Here, the first through third counterclaims met this standard, particularly since they alleged that "the operative facts are 'peculiarly within the knowledge of the party' alleged to have committed the fraud" (Bibbo v Arvanitakis, 145 AD3d at 659, quoting Jered Contr. Corp. v New York City Tr. Auth., 22 NY2d 187, 194 [1968]), and that it is "impossible at the early stages of the proceeding for the [defendants] to detail all the circumstances constituting the fraud" (Bibbo v Arvanitakis, 145 AD3d at 659). Under these circumstances, " 'the facts are sufficient to permit a reasonable inference of the alleged conduct' " and therefore satisfy CPLR 3016 (b) (Bibbo v Arvanitakis, 145 AD3d at 659, quoting Pludeman v Northern Leasing Sys., Inc., 10 NY3d at 492).

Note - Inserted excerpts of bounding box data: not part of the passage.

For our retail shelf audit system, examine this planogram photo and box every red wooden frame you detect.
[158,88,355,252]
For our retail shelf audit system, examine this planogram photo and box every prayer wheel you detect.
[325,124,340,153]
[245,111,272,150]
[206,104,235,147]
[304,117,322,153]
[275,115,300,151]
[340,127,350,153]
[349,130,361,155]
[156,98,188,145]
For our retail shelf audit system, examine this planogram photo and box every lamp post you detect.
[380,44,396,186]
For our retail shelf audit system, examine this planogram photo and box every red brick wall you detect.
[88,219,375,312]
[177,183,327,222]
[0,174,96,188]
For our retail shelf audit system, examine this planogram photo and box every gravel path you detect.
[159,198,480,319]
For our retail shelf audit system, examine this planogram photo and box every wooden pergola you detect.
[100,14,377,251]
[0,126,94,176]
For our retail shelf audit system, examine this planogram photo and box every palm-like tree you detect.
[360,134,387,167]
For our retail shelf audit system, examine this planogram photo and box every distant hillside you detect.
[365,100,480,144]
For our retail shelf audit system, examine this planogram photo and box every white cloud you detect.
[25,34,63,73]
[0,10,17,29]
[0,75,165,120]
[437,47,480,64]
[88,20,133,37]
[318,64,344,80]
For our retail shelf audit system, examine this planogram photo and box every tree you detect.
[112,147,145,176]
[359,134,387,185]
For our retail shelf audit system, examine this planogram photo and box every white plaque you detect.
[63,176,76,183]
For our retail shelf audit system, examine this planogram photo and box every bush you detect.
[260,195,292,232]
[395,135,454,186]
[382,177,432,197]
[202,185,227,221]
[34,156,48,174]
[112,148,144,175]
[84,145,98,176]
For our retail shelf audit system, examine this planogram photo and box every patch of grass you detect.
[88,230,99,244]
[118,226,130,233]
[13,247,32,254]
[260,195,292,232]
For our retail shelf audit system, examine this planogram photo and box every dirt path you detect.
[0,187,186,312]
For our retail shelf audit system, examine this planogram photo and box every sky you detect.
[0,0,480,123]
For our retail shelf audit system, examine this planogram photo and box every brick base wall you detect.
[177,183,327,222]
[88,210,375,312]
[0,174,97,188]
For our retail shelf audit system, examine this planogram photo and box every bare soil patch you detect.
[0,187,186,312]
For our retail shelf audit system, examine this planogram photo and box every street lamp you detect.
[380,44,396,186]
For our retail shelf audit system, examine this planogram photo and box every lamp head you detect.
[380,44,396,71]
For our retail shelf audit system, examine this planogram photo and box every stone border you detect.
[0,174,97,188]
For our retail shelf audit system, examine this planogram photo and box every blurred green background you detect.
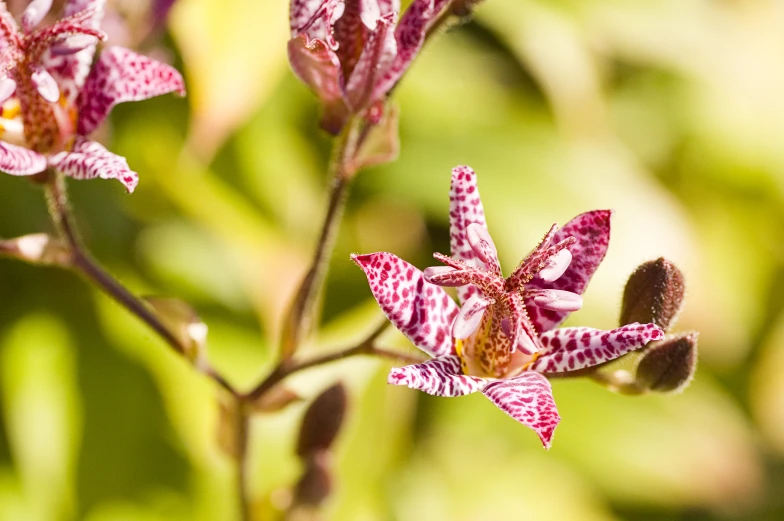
[0,0,784,521]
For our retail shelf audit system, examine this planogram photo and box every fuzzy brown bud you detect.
[297,383,347,458]
[635,333,698,393]
[620,257,685,331]
[294,451,332,507]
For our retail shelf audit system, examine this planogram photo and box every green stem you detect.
[280,120,359,360]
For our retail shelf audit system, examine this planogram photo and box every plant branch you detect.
[45,171,237,395]
[281,128,356,360]
[245,320,425,401]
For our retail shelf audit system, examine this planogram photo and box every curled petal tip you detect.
[0,76,16,103]
[534,289,583,313]
[31,68,60,103]
[539,248,572,282]
[22,0,52,33]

Finally, contrary to the plaintiff's contention, the defendants were not required to plead the violation of Debtor and Creditor Law § 273 with heightened particularity pursuant to CPLR 3016 (b) (see Gateway I Group, Inc. v Park Ave. Physicians, P.C., 62 AD3d 141, 149 [2009]). Mastro, A.P.J., Chambers, Brathwaite Nelson and Christopher, JJ., concur.